Selon le témoignage des ex-compagnons, les nombreux véhicules neufs, exposés au siège participaient d’une stratégie de séduction. Un deal passé avec une entreprise concessionnaire de véhicules, demandait que celle-ci vienne exposer ses produits en cet endroit. En général, les jours de grande affluence, le nombre imposant de véhicules exposés ne laisse indifférent. Ces engins sont alors montrés comme étant le patrimoine de ce mouvement.
L’autre stratégie payante consistait à organiser des séances de remises de chèques de financement de projet à des coordonnateurs régionaux du mouvement, sans que ces derniers ne rentrent en possession du précieux document bancaire. La scène bien montée est ensuite passée en boucle sur les antennes de la télévision première chaîne en publi-reportage. La presse écrite n’est pas non plus oubliée.
Aujourd’hui, Mme Séry, ex-responsable du produit ‘‘La cellule familiale’’, est amère. « Cette cellule consistait à faire adhérer les membres de la famille et à la fin du mois on reversait 300.000 FCFA à la famille. Et je suis partie parce que je voyais que le projet annoncé avait du mal à se mettre en route. Je n’ai pas la date exacte de mon départ, mais sachez que je suis partie avant le président du collectif. Je crois que c’était en 2009. Je ne peux pas donner un chiffre précis des souscripteurs, mais retenez qu’il y avait beaucoup de monde. Nous étions nombreux au sein de la cellule familiale. Le monsieur n’était pas honnête, et c’est cela qui m’a amené à partir. Il n’a pas tenu sa promesse. En tant que mère de famille, cette affaire me prenait beaucoup de temps. J’ai préféré arrêter pour m’occuper de ma famille. Ensuite, il a commencé à être vulgaire et grossier.
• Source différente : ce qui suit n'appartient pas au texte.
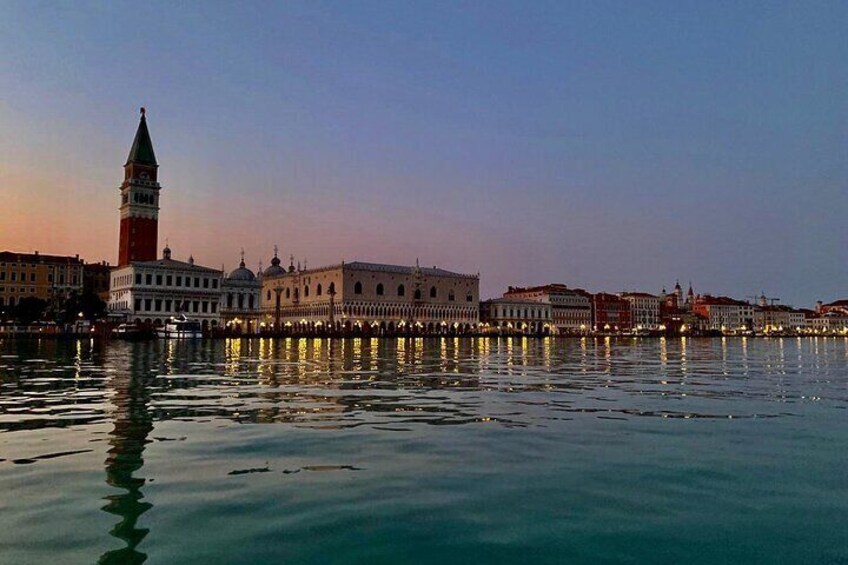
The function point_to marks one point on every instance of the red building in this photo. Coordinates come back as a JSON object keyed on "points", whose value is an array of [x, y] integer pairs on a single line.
{"points": [[610, 313], [139, 201]]}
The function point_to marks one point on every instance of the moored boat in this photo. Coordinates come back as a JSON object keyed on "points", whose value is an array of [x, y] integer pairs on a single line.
{"points": [[180, 328], [130, 332]]}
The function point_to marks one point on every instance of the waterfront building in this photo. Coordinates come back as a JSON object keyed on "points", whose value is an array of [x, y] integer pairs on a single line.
{"points": [[151, 292], [142, 288], [52, 278], [516, 315], [571, 309], [725, 314], [610, 313], [773, 318], [370, 298], [96, 278], [839, 306], [831, 322], [139, 230], [644, 310], [241, 310]]}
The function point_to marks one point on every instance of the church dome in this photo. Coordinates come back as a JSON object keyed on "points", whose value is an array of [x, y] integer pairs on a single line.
{"points": [[242, 273], [275, 268]]}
Par rapport à ma confession religieuse et mon statut de femme au foyer, je ne pouvais supporter ces écarts de comportements, je suis donc partie », témoigne-t-elle.
Au département « Financement de projets », les membres sont appelés à déposer 65.000 FCFA pour bénéficier de 300.000 FCFA ; 100.000 FCFA pour 500.000 FCFA de prêt et 325.000 FCFA pour 3 millions de FCFA de prêt, remboursables en 12 mois.
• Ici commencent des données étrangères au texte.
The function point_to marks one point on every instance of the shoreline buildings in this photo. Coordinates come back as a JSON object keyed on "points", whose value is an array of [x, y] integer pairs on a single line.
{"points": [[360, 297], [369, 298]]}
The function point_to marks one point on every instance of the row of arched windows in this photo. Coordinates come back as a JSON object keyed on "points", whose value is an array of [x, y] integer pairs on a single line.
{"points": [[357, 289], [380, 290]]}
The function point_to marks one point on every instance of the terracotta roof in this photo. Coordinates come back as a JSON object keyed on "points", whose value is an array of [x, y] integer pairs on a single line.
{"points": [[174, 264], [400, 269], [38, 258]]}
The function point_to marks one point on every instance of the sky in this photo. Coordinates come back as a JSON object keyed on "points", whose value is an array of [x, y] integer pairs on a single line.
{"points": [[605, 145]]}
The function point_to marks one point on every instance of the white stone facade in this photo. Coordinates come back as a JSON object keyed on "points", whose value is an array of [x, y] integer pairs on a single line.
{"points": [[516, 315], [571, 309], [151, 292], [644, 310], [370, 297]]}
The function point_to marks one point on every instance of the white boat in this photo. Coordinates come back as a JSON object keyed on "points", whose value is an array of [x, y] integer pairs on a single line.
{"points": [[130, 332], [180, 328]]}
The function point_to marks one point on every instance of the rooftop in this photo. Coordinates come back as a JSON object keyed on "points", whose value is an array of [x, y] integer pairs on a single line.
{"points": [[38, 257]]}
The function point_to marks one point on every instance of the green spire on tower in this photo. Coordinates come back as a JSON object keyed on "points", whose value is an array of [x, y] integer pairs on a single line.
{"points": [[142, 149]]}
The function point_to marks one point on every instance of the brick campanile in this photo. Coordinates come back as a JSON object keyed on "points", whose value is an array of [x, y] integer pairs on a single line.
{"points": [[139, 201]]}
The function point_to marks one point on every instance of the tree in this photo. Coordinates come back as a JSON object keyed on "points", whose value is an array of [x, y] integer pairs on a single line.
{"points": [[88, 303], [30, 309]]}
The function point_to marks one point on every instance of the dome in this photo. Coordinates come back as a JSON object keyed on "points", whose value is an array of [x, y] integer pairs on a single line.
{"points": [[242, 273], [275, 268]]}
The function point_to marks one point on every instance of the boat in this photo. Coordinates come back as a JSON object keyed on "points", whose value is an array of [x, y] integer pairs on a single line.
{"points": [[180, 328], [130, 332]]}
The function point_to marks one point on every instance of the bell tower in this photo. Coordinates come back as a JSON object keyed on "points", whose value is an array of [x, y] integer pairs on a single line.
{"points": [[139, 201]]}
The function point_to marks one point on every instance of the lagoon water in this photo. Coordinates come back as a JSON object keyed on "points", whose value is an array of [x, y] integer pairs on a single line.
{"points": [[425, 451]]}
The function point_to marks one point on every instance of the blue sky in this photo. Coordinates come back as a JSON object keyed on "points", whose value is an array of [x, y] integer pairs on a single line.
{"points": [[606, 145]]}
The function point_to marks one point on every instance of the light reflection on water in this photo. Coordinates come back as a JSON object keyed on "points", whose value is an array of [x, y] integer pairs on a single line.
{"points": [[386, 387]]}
Les projets, Akoudan-Ouflè en avait à profusion. Après la capitale économique, certain qu’il s’est bâti une renommée, le « prof » met le cap sur le monde rural, surtout dans les zones cacaoyères. Là-bas, il promet monts et merveilles. Aux planteurs de Guezon (à l’ouest), Akoudan Ouflè promettant d’acheter le café et le cacao, et financer divers projets agricoles, réussit à travers sa coordination, à empocher 150 millions FCFA. La grogne des paysans l’obligera à restituer 20 millions FCFA devant les cameras en faisant passer ce geste comme un respect des engagements pris. Les victimes ne se comptent plus. Alors que le maître des lieux est sous mandat de dépôt, la structure continue de fonctionner. Augmentant ainsi le nombre des victimes.